猫小三看着芷兰美好的笑脸,脑子里突然冒出个小问号,“姐姐,你的名字不是芷兰吗?为什么大山叔叫你兰花呢?这两个名字给人的感觉可是天差地别呢……”
芷兰放下手中的菜,爱怜地看着眼前这个满脸疑惑的小丫头,为她擦净了无意弄脏的小脸,“我父亲是个读书人,因此自幼就给我取的了这文雅的名字。大山从小就与父母生活在山林之中,不曾有读书的机会,字也识得不多。我与他相识于微时,初见时便喜欢上他的质朴、有担当,他似乎也对我有意思,可一问我的名字便吓回去了。他不知‘芷兰’是何意思,甚至连这两个字怎么写都不知道,只好说,自己是个粗人,配不上‘芷兰’小姐。我知道他是个要强的人,连媳妇的名字都不认得不会写,他心里定是受不了的。”
“那姐姐怎么不教教他读书写字呢?”猫小三将锅盖打开,见水已经沸腾。
芷兰将切好的菜、肉下入其中,“开始,我也想过教他。可是,我再一想,既然自己已经打定主意要与他一同生活,那么,为什么要让‘文化高低’成为提后相处的隔阂?我若是那样巴望找个文雅之人,怎不去找个书生,何苦硬要把他这个猎人教成个书生?更何况,喜爱诗文本是我个人的意愿,他天性洒脱,不喜拘束,亦不对诗文有何兴趣,我又怎能自私地把自己的意愿强加于他?雅人与粗人,只是不同,不分高低。于是,我便说,‘芷兰’那大名不过是给外人叫的,凡是亲近的人都叫我的乳名,兰花。”
“大山……兰花……还真挺配的!”猫小三惊喜道,“你有这样的乳名,真是好巧!”
一直不说话的云深终于忍不住弹了不开窍的猫小三一个脑瓜崩,“小傻瓜,巧什么巧!那不过是姐姐为了抚慰大山哥找来的说辞!你怎么听不懂呢!”

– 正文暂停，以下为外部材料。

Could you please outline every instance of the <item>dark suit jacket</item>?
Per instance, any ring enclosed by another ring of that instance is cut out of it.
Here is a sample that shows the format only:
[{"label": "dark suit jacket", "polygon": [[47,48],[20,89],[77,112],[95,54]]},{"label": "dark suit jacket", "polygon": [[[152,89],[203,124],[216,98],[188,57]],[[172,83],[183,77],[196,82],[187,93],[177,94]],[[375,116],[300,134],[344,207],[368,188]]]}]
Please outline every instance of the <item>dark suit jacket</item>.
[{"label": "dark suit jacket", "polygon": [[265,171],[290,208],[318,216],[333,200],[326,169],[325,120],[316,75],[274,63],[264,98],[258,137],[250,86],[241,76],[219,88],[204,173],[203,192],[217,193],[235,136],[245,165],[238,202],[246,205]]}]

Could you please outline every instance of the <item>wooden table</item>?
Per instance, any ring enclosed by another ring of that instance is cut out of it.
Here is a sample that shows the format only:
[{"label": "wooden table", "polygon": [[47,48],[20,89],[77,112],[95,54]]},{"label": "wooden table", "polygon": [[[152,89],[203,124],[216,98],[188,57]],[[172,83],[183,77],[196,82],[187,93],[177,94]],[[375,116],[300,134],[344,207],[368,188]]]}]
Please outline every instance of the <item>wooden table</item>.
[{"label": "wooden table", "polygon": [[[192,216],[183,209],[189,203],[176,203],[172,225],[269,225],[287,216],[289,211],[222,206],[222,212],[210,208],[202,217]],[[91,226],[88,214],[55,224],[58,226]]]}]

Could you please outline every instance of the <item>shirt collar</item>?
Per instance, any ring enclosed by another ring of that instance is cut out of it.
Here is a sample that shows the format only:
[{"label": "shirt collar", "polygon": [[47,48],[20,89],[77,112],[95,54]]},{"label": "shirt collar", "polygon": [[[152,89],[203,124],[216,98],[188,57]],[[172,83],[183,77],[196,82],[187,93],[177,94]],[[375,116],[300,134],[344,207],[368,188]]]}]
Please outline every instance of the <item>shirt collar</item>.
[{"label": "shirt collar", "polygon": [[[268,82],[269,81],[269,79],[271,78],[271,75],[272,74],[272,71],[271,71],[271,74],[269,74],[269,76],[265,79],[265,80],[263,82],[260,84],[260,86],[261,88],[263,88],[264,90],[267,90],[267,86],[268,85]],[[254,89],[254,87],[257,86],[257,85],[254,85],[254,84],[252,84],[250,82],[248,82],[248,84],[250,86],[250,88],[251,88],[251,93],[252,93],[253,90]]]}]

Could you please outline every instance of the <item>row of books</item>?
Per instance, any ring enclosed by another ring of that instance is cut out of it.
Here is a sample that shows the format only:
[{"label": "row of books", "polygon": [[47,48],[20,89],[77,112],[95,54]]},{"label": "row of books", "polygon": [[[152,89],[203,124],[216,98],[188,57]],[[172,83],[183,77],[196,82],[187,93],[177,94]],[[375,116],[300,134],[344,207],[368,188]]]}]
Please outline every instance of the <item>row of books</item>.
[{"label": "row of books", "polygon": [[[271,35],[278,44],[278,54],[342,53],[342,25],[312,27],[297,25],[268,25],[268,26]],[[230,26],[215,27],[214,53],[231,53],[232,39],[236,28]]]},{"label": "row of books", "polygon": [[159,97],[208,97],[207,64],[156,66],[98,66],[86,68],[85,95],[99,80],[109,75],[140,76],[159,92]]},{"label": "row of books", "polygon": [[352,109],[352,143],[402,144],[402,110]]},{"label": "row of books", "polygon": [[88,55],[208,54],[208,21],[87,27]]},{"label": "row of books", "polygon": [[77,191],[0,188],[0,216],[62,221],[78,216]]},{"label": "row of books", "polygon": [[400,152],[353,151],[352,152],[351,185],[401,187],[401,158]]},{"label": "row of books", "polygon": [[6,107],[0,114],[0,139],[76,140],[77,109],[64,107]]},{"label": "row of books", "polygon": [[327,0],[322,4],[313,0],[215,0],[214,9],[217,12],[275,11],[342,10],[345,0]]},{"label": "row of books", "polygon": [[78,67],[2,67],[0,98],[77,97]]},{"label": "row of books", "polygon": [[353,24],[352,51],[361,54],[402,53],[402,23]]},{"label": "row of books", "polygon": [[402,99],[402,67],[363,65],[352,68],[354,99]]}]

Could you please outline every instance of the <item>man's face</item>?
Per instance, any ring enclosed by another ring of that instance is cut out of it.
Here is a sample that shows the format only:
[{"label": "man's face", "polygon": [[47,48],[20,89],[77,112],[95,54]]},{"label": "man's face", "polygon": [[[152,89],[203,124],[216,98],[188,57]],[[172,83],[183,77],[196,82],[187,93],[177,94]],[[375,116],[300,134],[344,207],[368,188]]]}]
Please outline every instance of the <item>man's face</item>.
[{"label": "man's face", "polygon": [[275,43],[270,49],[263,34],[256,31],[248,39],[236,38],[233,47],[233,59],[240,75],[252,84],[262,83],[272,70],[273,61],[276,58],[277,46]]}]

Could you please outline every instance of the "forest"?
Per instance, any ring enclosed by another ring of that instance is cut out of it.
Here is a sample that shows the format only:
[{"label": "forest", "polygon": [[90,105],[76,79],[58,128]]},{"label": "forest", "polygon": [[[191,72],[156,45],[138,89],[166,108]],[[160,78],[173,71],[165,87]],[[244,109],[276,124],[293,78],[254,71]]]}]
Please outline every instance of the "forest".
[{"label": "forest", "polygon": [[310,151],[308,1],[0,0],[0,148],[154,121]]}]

芷兰笑着点点头,“我这么说过以后,大山就傻呵呵地乐,红着脸说他知道啥是兰花,一溜烟地跑到镇上去,”芷兰说着往头上一指,“后来你们猜怎么着?他呀,就给我买了这条蓝色花样的头巾……说,他懂,这就是‘蓝花’……”
三个女人笑成一团,猫小三乐的是大山的傻,芷兰乐的是大山的爱,云深乐却是因为羡慕这对林中鸳鸯能够为了爱,抛却嫌隙,双宿双飞。
当然,乐过之后,云深不免衡量,为了爱,改变自己应有的轨迹,是否值得。可是转念,若需费心衡量是否值得,那爱,便早已不是爱了吧。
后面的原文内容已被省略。